The book is a biography of Chuck Feeney, who was hailed in 1988 by Forbes Magazine as the twenty-third richest American alive. Born in Elizabeth, New Jersey, to a blue-collar Irish-American family during the Depression and a veteran of the Korean War, Feeney made a fortune as co-founder of Duty Free Shoppers, the world’s largest duty-free retail chain. But secretly, Feeney had already transferred all his wealth to his foundation, Atlantic Philanthropies. Only in 1997, when he sold his duty free interests, was he “outed” as one of the greatest and most mysterious American philanthropists in modern times.
A frugal man who travels economy class and does not own a house or a car, Feeney then went “underground” again, until he decided in 2005 to cooperate in a biography to promote giving-while-living. Now in his mid-seventies, he is determined his foundation should spend the remaining $4 billion in his lifetime. The Billionaire Who Wasn’t is a tale of one of the greatest untold retail triumphs of the twentieth century, and of what happens to a unique man and his family when confronted with wealth beyond imagining.

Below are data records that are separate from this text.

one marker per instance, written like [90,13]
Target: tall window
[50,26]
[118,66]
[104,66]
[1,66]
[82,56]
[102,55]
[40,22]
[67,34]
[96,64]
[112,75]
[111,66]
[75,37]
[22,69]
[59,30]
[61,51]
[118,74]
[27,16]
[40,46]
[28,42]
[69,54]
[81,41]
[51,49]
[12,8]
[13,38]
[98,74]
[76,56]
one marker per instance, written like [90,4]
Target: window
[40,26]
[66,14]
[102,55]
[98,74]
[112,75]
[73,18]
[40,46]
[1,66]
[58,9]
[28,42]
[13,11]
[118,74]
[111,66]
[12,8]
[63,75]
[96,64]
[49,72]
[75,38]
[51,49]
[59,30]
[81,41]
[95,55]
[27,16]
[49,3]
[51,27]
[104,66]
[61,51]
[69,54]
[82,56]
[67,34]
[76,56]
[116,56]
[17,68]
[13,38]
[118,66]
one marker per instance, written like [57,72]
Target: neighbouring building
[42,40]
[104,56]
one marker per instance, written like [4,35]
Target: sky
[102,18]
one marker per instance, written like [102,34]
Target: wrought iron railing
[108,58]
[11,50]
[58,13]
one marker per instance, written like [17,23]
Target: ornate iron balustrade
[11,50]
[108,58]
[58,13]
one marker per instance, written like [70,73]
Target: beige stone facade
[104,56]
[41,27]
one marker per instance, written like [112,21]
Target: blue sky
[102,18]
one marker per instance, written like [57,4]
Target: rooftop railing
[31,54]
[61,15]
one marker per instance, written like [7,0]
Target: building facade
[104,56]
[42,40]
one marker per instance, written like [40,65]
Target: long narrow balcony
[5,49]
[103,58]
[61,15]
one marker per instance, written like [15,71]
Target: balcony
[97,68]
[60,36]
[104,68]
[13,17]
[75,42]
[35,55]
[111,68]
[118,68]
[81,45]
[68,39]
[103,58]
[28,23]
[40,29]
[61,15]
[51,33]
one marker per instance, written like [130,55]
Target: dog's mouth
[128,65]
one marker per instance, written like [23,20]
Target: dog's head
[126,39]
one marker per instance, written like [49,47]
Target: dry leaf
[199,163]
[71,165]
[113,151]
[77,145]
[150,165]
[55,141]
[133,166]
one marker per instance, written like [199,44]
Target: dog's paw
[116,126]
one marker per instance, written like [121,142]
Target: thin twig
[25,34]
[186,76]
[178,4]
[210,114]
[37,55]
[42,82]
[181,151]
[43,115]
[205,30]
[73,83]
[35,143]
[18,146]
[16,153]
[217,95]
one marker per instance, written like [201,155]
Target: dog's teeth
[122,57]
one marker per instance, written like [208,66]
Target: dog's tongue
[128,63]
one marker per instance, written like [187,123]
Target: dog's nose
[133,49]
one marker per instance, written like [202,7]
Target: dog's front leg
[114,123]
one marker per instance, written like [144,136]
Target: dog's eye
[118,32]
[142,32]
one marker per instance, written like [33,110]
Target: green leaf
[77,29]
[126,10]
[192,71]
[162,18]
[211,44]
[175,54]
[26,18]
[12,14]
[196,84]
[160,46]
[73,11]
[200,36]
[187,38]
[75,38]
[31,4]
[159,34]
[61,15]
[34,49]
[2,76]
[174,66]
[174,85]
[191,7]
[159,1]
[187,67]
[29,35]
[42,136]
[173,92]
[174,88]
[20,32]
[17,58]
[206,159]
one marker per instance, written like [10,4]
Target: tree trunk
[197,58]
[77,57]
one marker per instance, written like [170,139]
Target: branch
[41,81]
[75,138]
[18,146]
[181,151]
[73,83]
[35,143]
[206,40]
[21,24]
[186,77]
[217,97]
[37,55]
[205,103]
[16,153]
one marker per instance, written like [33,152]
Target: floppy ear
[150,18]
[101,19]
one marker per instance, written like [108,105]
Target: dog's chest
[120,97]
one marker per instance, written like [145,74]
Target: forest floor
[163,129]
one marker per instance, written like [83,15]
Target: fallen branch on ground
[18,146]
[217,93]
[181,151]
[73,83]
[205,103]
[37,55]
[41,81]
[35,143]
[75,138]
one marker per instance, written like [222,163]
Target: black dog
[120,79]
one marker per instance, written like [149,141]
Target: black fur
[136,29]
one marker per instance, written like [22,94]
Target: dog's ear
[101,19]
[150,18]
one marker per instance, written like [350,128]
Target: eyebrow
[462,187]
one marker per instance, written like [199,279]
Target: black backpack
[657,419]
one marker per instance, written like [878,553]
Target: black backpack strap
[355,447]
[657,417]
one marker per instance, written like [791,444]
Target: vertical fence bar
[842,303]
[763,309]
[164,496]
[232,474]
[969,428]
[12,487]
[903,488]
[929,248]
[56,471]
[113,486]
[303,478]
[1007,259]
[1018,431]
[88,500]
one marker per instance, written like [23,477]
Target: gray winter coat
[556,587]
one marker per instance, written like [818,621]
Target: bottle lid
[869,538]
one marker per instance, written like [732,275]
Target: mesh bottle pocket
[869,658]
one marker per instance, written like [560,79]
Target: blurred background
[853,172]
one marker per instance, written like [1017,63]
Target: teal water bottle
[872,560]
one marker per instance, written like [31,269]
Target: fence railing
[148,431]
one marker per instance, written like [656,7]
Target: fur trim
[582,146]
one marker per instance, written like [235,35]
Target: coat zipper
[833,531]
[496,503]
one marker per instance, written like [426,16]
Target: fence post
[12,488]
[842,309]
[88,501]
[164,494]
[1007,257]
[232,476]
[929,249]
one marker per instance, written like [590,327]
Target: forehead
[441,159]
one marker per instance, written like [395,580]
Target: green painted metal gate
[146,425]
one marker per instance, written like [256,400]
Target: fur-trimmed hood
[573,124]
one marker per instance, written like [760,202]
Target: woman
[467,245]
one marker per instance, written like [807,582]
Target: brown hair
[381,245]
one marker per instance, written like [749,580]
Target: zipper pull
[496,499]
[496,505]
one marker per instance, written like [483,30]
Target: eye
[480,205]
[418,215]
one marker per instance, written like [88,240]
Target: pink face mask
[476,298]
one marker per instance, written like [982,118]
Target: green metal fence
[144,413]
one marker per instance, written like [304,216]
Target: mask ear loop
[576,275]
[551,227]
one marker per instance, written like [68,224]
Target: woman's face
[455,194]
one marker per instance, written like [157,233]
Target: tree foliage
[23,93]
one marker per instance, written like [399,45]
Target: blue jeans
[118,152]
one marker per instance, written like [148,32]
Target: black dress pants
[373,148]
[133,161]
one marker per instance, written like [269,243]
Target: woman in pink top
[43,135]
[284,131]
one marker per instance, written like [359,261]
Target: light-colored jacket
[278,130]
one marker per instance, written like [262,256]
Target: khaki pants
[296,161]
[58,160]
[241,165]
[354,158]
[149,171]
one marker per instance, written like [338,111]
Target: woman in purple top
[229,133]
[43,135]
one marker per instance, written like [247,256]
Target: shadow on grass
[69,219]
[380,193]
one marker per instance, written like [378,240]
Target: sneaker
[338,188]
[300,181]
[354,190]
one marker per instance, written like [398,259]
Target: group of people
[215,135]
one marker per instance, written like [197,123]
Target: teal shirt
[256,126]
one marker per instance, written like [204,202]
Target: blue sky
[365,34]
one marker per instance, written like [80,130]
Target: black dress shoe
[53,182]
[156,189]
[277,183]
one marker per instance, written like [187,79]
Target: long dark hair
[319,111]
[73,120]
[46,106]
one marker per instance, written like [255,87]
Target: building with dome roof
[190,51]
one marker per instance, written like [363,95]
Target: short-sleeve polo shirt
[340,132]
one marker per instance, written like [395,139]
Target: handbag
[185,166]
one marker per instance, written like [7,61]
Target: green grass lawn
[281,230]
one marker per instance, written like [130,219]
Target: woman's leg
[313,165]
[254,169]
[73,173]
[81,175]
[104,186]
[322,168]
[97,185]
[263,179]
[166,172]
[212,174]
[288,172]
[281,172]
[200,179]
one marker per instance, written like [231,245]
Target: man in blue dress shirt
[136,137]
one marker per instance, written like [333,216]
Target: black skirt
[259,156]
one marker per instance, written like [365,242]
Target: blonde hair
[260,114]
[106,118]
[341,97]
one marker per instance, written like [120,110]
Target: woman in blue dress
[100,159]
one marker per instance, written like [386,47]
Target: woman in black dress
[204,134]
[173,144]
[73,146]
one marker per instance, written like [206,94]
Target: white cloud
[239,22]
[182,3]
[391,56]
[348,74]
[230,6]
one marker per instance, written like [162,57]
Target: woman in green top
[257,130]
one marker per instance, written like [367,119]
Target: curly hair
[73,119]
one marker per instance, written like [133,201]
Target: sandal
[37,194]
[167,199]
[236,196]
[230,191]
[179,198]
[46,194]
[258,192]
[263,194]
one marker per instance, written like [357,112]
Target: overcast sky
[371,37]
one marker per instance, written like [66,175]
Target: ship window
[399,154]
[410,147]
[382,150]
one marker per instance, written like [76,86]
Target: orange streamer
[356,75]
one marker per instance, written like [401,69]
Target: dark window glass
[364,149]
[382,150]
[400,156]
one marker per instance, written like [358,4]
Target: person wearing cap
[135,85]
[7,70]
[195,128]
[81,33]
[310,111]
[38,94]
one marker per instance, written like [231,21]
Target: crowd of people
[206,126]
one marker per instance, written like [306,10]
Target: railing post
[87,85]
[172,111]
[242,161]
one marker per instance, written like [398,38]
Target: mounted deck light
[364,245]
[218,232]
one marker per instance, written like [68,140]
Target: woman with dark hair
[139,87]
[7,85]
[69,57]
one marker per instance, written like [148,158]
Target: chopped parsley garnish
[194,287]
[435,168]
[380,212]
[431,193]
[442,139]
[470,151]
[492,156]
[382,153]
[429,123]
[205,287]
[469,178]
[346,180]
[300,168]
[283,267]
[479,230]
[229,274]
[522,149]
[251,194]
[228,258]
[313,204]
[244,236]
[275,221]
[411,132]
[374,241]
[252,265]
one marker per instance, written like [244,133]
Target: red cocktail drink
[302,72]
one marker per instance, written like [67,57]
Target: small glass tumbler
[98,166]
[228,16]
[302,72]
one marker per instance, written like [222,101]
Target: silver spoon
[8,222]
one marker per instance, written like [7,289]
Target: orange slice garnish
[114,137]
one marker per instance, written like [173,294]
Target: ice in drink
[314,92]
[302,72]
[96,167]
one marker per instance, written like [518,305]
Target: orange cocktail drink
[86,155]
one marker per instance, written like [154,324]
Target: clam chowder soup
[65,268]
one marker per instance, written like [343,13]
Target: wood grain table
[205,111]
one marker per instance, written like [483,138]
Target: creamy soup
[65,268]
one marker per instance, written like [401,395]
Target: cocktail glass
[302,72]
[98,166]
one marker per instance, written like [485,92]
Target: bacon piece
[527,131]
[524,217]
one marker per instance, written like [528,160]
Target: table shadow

Ireland benefited greatly from Chuck Feeney’s generosity. Atlantic Philanthropies has made grants of US$ 1 billion to the island of Ireland to institutions and organisations focussing on critical social problems related to ageing, disadvantaged children & youth, population health, and reconciliation & human rights. The foundation has supported the Northern Ireland peace process and has had transformational effect on research in tertiary educational institutions.
Trinity College Dublin, as all other universities in Ireland, has greatly benefited from Atlantic Philanthropies’ giving. Several major buildings in Trinity, including the Ussher Library, where the book launch was held, were funded by Atlantic Philantropies’ grants.
Conor O’Clery is an award-winning journalist and author who served as foreign correspondent for The Irish Times in London, Moscow, Beijing, Washington, and New York. He has written books on Russian, Irish, and American politics. He now lives in Dublin, Ireland.